Monsieur le président, monsieur le secrétaire d'État, mes chers collègues, la Camargue est un territoire d'exception, comme le rapporteur, M. Jean Boyer, que je ne voudrais pas manquer de féliciter à mon tour pour la qualité de son rapport, l'a excellemment souligné.
D'une part, la diversité des milieux naturels et la richesse de la biodiversité de cette zone humide, l'une des principales d'Europe, sont remarquables à plus d'un titre.
D'autre part, la situation unique de ce territoire l'expose à la pression permanente du fleuve et de la mer. La présence de l'homme et des activités humaines a façonné cette nature et reste, aujourd'hui encore, essentielle au maintien de son équilibre environnemental.
Cette imbrication de l'homme et de la nature est l'une des caractéristiques fondamentales à prendre en compte dans la façon de gérer cette terre à l'équilibre si fragile : le projet de loi relatif au parc naturel régional de Camargue en apporte une preuve supplémentaire.
La crise traversée par le parc ces dernières années a permis, s'il en était besoin, de prendre conscience du caractère emblématique de ce territoire. Sa notoriété dépasse largement nos frontières : le sursis qui pesait sur l'existence du parc a suscité une vive émotion au sein de la population locale, mais également dans le reste de notre pays et, comme vous l'avez dit, monsieur le secrétaire d'État, à l'étranger.
La perte du label aurait porté un coup terrible à notre politique des espaces naturels protégés. Dès lors, le présent projet de loi apporte une issue satisfaisante, alors qu'à l'approche de l'échéance du 18 février 2008, date limite de la validité du classement du parc, la situation devenait urgente.

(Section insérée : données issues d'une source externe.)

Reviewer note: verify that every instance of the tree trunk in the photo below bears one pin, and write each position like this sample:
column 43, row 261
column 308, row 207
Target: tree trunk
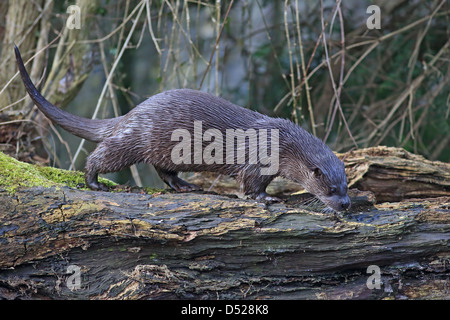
column 62, row 243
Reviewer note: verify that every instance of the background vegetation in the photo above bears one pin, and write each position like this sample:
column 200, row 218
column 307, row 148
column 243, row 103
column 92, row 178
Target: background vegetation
column 315, row 62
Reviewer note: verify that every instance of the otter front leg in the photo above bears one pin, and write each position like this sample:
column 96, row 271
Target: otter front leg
column 176, row 183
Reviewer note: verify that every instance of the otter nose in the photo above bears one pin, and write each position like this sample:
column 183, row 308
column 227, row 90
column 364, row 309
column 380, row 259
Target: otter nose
column 345, row 204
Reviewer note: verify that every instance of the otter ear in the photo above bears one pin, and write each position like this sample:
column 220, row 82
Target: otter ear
column 317, row 172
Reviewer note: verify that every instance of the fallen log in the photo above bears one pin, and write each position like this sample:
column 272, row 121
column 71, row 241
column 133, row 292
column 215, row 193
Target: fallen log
column 59, row 242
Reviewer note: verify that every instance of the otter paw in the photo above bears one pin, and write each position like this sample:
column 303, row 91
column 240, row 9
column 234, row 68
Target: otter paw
column 267, row 198
column 183, row 186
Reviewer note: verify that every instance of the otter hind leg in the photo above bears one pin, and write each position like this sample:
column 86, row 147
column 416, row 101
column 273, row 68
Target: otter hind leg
column 254, row 186
column 171, row 178
column 107, row 157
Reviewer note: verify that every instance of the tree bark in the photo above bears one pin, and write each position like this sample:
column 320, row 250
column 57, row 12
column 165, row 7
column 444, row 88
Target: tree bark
column 202, row 245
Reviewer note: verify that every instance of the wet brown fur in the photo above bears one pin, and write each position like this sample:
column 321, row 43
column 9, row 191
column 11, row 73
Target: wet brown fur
column 144, row 135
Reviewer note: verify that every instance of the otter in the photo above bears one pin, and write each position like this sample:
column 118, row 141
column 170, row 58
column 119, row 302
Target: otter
column 147, row 134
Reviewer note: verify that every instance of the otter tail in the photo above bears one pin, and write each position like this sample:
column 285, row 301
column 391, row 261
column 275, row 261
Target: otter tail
column 90, row 129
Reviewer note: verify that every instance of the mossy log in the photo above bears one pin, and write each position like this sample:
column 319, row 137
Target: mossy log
column 134, row 245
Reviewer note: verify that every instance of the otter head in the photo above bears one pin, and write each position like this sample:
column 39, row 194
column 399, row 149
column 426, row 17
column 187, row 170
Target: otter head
column 322, row 175
column 329, row 185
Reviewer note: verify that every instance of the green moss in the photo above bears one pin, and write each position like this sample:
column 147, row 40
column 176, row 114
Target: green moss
column 14, row 174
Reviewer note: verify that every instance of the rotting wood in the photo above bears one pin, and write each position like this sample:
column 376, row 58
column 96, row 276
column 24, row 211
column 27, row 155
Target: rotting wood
column 203, row 245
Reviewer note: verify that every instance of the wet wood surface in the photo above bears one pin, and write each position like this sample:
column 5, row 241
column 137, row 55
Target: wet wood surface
column 210, row 246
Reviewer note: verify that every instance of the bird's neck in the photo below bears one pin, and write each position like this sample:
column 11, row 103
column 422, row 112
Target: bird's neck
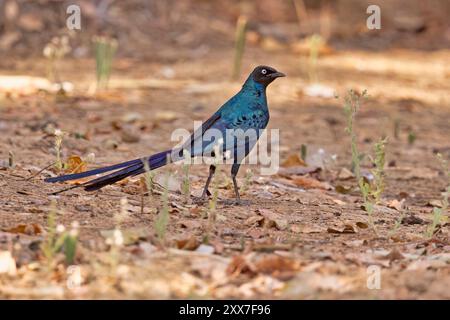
column 254, row 87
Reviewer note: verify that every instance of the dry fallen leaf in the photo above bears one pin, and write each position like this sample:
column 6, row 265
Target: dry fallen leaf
column 310, row 183
column 166, row 116
column 7, row 263
column 293, row 160
column 345, row 229
column 362, row 225
column 345, row 174
column 395, row 204
column 277, row 266
column 435, row 203
column 305, row 229
column 29, row 229
column 190, row 243
column 253, row 220
column 273, row 219
column 343, row 189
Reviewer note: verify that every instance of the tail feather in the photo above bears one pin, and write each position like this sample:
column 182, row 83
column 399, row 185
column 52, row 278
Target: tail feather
column 76, row 176
column 129, row 168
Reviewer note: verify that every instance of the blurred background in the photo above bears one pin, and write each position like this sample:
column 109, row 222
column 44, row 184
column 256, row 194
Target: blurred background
column 136, row 70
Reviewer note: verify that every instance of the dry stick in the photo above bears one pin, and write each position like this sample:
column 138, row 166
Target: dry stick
column 300, row 10
column 241, row 27
column 40, row 171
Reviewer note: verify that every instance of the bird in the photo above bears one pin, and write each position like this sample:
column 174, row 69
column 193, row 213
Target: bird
column 246, row 110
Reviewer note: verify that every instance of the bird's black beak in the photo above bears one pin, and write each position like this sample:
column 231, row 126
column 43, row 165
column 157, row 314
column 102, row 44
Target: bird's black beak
column 277, row 75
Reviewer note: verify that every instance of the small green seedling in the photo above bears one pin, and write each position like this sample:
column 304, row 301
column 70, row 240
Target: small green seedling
column 162, row 220
column 371, row 192
column 58, row 142
column 186, row 185
column 438, row 213
column 105, row 50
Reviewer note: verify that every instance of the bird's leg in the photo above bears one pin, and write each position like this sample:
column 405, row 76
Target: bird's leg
column 234, row 171
column 206, row 193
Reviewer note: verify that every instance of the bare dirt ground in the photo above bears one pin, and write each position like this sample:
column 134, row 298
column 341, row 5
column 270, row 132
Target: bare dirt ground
column 296, row 237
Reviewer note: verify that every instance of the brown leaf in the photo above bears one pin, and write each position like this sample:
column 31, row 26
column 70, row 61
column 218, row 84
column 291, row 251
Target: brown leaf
column 435, row 203
column 343, row 189
column 305, row 229
column 339, row 202
column 292, row 161
column 310, row 183
column 31, row 22
column 253, row 219
column 297, row 170
column 190, row 243
column 29, row 229
column 238, row 265
column 7, row 263
column 276, row 265
column 395, row 204
column 395, row 254
column 362, row 225
column 190, row 224
column 345, row 229
column 412, row 220
column 273, row 219
column 75, row 165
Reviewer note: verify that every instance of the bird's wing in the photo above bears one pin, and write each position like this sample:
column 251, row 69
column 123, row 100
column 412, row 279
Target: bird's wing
column 190, row 144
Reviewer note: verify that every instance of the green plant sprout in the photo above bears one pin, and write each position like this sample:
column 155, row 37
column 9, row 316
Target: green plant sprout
column 59, row 135
column 247, row 180
column 438, row 213
column 162, row 220
column 186, row 185
column 148, row 183
column 105, row 49
column 371, row 193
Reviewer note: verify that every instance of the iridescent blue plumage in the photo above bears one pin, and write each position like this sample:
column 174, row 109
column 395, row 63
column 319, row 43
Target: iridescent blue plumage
column 246, row 111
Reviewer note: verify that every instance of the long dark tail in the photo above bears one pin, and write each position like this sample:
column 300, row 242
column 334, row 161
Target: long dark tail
column 129, row 168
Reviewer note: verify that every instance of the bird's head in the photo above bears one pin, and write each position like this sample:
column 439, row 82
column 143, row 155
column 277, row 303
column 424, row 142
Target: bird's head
column 265, row 75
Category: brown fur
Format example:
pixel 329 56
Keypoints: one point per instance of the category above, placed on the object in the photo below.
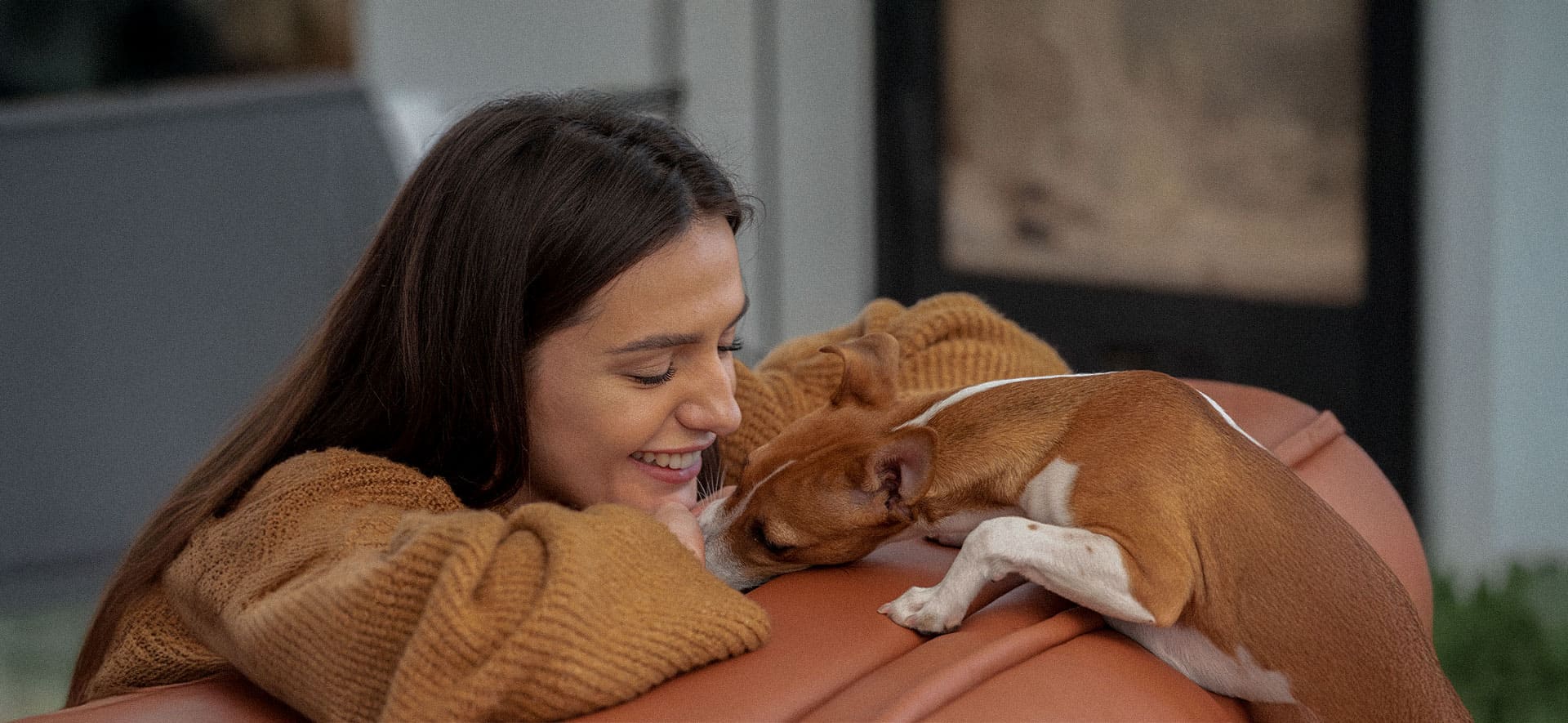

L'action de médiation du ministre d'État, ministre de l'écologie, du développement et de l'aménagement durables, était donc très attendue. M. Borloo l'a menée de façon exemplaire et elle a été appréciée : ses résultats concrets ont été salués par l'ensemble des acteurs locaux ; ces derniers sont reconnaissants au ministre d'État de son engagement résolu à sauver le parc, comme j'ai pu le constater lors du déplacement que j'ai effectué en Camargue les 26 et 27 septembre dernier. Je tiens à m'associer à ces témoignages de reconnaissance et à féliciter M. Borloo de cette « reprise en main » ferme et efficace.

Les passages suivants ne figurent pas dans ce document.